About the police response, Bowser said, “I think they made the call on the ground that they thought was appropriate, in calling the Park Police. We believed the Park Police would handle it.” 

The Pike statue was on federal land and under the jurisdiction of the National Park Service and U.S. Park Police.

President Donald Trump quickly tweeted about the toppling, calling out Bowser and writing: “The DC police are not doing their job as they watched a statue be ripped down and burn. These people should be immediately arrested. A disgrace to our Country!"

Jubilant protesters read Trump’s tweet over a bullhorn and cheered.

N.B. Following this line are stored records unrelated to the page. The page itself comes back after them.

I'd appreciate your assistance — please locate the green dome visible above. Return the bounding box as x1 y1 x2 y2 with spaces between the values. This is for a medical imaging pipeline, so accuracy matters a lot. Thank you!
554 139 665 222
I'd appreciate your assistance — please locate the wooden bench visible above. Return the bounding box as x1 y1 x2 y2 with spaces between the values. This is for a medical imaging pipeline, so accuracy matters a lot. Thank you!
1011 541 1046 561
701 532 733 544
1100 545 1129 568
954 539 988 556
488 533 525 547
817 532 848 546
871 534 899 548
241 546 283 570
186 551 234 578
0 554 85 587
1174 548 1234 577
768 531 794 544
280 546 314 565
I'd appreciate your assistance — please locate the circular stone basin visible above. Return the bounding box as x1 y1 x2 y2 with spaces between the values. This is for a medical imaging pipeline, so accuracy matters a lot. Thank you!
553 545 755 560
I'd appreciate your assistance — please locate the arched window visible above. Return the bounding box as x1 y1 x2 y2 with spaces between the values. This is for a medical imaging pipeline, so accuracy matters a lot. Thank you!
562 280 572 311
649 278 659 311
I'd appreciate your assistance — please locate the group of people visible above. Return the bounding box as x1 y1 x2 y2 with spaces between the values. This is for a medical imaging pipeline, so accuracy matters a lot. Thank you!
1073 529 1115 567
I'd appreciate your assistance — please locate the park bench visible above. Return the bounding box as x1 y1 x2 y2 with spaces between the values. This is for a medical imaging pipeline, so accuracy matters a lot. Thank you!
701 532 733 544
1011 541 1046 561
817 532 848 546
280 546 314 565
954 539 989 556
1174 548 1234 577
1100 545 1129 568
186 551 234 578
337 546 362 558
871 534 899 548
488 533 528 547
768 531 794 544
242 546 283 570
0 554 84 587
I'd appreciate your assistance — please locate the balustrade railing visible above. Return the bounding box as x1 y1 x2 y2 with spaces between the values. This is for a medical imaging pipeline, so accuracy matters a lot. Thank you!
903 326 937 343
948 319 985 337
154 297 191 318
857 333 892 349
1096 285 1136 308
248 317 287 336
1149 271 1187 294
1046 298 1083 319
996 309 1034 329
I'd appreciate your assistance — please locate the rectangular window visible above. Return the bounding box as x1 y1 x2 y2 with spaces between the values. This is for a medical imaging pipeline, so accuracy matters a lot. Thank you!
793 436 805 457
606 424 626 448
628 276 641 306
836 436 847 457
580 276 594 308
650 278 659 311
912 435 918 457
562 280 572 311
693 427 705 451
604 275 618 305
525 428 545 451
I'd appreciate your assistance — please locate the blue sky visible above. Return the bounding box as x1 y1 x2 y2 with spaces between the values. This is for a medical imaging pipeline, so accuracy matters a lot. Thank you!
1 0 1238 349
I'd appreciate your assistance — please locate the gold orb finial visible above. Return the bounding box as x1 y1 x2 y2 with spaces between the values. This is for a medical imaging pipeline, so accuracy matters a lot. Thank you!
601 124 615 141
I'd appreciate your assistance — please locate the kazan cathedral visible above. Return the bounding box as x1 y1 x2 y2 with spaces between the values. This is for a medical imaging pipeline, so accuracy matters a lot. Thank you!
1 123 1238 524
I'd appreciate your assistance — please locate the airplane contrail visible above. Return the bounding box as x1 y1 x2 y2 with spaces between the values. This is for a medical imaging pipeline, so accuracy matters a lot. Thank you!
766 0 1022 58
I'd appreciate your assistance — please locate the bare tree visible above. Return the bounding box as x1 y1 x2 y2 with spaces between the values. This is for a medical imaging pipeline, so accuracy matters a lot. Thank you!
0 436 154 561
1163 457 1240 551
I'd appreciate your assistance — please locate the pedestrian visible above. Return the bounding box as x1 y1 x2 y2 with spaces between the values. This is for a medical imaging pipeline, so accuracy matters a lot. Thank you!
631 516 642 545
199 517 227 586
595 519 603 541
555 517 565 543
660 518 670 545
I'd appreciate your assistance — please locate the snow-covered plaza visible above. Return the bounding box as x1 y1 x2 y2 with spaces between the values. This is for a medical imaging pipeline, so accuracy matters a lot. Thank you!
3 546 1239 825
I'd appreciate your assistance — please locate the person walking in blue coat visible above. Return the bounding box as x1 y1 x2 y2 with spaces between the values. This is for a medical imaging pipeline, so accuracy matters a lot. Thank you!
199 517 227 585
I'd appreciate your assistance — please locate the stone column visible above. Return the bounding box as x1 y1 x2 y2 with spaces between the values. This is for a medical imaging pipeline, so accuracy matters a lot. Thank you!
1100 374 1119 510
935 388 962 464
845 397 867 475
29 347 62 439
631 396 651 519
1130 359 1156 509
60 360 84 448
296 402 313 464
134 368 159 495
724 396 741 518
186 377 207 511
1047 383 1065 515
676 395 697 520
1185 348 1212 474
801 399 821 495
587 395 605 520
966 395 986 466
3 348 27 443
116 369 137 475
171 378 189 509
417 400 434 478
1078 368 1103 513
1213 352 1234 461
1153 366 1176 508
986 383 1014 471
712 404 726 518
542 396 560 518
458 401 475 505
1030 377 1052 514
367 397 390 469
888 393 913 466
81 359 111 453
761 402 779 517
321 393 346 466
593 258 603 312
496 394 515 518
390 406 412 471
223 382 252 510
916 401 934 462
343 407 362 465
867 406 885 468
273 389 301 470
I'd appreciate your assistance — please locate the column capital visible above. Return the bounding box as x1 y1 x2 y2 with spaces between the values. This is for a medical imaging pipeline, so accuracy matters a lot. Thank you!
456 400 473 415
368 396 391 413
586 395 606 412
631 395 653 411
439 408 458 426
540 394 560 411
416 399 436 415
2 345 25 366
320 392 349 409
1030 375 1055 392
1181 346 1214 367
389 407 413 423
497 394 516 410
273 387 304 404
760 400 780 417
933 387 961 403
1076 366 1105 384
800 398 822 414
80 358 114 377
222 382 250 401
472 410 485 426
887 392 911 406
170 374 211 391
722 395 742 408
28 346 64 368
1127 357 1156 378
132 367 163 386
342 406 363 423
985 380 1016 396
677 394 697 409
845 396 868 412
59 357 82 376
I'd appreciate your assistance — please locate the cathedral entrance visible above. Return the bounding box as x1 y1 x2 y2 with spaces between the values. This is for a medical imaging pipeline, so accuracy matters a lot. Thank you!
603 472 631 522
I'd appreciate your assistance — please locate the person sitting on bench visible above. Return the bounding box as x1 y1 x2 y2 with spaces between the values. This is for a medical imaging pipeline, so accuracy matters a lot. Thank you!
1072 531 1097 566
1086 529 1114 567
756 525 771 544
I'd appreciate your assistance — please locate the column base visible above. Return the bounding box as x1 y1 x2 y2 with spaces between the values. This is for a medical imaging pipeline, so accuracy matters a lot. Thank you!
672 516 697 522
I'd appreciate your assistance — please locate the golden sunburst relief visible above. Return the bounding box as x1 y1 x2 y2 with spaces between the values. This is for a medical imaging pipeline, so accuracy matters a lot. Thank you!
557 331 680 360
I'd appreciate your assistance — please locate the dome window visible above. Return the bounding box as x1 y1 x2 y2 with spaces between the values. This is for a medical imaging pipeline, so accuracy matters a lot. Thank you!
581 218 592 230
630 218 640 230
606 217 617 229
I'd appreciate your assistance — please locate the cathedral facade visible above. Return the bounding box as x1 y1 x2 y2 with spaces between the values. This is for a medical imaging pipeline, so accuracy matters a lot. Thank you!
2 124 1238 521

The Pike statue, dedicated in 1901, has been a source of controversy over the years. The former Confederate general was also a longtime influential leader of the Freemasons, who revere Pike. It was built at the request of Masons, who successfully lobbied Congress to grant them land for the statue as long as Pike would be depicted in civilian, not military, clothing.

Civil rights activists and some local government officials in D.C. had campaigned for years to get the statue taken down but needed the federal government's approval to do so.

“Ever since 1992, members of the DC Council have been calling on the federal gov’t to remove the statue of Confederate Albert Pike (a federal memorial on federal land). We unanimously renewed our call to Congress to remove it in 2017," the D.C. Council tweeted Friday.

A proposed resolution calling for the removal of the statue referred to Pike as a “chief founder of the post-Civil War Ku Klux Klan." The Klan connection is a frequent accusation from Pike's critics and one which the Masons dispute.